- Richard Hearne
- Directed by: Leslie S. Hiscott
- Written by: Michael Barringer
- Produced by: Elizabeth Hiscott
- Starring: Jane Carr; Margaretta Scott; David Hutcheson;
- Cinematography: Günther Krampf
- Edited by: Peter Tanner
- Music by: W.L. Trytel
- Production companies: British National Films; Shaftesbury Films;
- Distributed by: Anglo-American Film Corporation (UK)
- Release date: 7 September 1942 (UK);
- Running time: 61 minutes
- Country: United Kingdom
- Language: English

= Sabotage at Sea =

1942 film

Sabotage at Sea is a 1942 British black-and-white war film directed by Leslie S. Hiscott and starring Jane Carr, Margaretta Scott, David Hutcheson and Ronald Shiner. It was written by Michael Barringer and produced by British National Films and Shaftesbury Films.

==Synopsis==
A series of vignettes introduce us to a selection of people who later turn out to be the individual suspects.

Cargo ship Captain Tracey has discovered that enemy agents have tampered with his ship. The film follows the search for the saboteur. Six would-be subjects are jointly kidnapped/shanghaied and kept on board while Tracey investigates which one is the saboteur. The investigation tales place en route to New York.

==Cast==
- Jane Carr as Diane
- Margaretta Scott as Jane Dighton
- David Hutcheson as Captain Tracey
- Martita Hunt as Daphne Faber
- Felix Aylmer as John Dighton
- Ralph Truman as Chandler
- Ian Fleming as 1st Officer
- Arthur Maude as Engineer Officer
- William Hartnell as Digby
- Wally Patch as Steward
- Ronald Shiner as Cook
- Hay Petrie as talkative sailor at table

==Production==
The film was known as Rendezvous at Sea and Rendezvous for Convoy.

==Critical reception==
The Monthly Film Bulletin wrote: "Dialogue rather than action predominates in this film, and as a result it lacks the excitement and suspense expected in a war-time sabotage story. The comedy element is well to the fore, however, in the persons of Wally Patch and Ronald Shiner, who give excellent performances as the steward and cook of the ship. There is also competent acting from the rest of the cast."

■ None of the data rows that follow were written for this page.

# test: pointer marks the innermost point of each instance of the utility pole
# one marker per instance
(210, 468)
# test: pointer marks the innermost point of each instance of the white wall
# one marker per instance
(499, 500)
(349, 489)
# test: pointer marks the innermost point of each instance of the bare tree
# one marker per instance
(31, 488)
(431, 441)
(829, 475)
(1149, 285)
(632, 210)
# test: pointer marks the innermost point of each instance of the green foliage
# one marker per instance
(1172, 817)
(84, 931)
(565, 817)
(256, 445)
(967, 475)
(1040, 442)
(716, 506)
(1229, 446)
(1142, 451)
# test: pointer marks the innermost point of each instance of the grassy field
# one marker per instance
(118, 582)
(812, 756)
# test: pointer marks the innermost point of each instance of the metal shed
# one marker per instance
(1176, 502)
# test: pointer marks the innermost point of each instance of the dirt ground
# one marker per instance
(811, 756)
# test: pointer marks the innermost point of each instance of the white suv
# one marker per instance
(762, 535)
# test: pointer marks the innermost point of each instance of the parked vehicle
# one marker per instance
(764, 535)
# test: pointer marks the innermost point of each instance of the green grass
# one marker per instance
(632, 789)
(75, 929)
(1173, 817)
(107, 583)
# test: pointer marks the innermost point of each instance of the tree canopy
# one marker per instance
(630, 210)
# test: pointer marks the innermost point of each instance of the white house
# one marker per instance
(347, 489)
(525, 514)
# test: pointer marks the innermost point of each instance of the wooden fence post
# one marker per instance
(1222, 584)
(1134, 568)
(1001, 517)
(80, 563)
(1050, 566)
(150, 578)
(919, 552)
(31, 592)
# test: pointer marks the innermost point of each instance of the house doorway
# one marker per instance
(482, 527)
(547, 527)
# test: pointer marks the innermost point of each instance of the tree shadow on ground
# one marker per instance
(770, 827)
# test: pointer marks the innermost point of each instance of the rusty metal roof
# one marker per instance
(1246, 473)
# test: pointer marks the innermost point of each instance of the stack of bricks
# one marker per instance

Kine Weekly wrote: "The story, which is written in a familiar 'who dunnit' vein, opens with promise, but dialogue quickly gets the upper hand. Many legitimate laughs but few thrills reward its strenuous labours. The action is anticipatory rather than actual. ... The yarn has a breezy opening and some good comedy intermissions, but there is not enough robust action to hold the interest while the sabotage angle is being established."

Picturegoer wrote: "Unfortunately the dialogue is more pronounced than action. There is some good comedy, but the script does not give the artistes many opportunities. Comedy is well supplied by Wally Patch and Ronald Shiner."

Picture Show wrote: "Although it is rather overloaded with dialogue, it is quite entertaining and the drama and suspense are well lightened with comedy provided chiefly by the steward and cook. Dave Hutcheson gives an agreeable performance as the captain, and the rest of the cast is good."

TV Guide wrote, "The cast is handicapped by an uneventful, wordy script."